Introduction
In the Middle East, foreign and national nurses bring their cultural values and beliefs to their caring actions and relationships with patients. Within this complex cultural environment, non-Arab non-Muslim nurses find Western derived nursing models incomplete for the care of their Arab Muslim patients. Arab Muslim nurses blend the science of nursing from the Western bio-medical model with spiritual and holistic caring from their Muslim worldview.

The Crescent of Care (COCM©) nursing model was the outcome of ethnographic research on Arab Muslim nurses’ caring models (Lovering, 2008) and captures the centrality of spirituality in caring and the blending of Western nursing science with spiritual-cultural caring values. The COCM© model was developed for application at the bedside to guide the care of Arab Muslim patients as part of the nursing Professional Practice Model at King Faisal Specialist Hospital & Research Center (Gen Org) – Jeddah in Jeddah, Saudi Arabia.

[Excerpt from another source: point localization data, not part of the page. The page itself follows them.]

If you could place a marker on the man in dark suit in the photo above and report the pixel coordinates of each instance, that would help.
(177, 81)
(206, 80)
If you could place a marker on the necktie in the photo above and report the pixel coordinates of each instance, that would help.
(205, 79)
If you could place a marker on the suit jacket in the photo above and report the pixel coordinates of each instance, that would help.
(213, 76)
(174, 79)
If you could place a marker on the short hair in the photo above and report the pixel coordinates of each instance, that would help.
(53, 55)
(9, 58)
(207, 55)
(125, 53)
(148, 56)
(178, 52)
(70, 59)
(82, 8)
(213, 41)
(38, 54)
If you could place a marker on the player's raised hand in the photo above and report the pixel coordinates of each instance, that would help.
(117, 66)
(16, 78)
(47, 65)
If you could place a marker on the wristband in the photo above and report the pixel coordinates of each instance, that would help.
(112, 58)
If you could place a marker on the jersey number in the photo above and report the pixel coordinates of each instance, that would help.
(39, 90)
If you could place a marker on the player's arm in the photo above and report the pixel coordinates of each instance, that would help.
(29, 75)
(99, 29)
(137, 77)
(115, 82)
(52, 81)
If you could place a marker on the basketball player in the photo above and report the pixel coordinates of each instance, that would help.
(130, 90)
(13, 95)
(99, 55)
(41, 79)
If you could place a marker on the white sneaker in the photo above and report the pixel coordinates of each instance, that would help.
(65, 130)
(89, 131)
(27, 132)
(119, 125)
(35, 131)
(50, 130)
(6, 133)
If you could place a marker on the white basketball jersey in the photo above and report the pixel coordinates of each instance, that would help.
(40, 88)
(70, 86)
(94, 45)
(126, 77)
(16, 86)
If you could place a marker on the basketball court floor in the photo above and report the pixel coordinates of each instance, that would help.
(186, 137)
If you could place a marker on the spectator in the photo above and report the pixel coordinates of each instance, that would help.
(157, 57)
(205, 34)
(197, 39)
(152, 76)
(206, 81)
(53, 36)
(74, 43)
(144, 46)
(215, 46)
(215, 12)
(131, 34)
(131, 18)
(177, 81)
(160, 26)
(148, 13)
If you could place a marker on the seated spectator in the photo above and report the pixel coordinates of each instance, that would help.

The COCM© enables nurses of diverse cultural backgrounds to provide family centered care within the cultural framework. Strategies for implementation included education and clinically focused application for use of the model at the bedside.
The model has been disseminated regionally and internationally through publication and conference presentations. The model has been validated for application within Saudi Arabia and the UAE and implemented in two other hospital and ambulatory settings. The wider applicability of the COCM© to other patient populations with the focus on culturally congruent family centered care is being explored; and application of the model as the basis for nursing curricula in the Middle East region.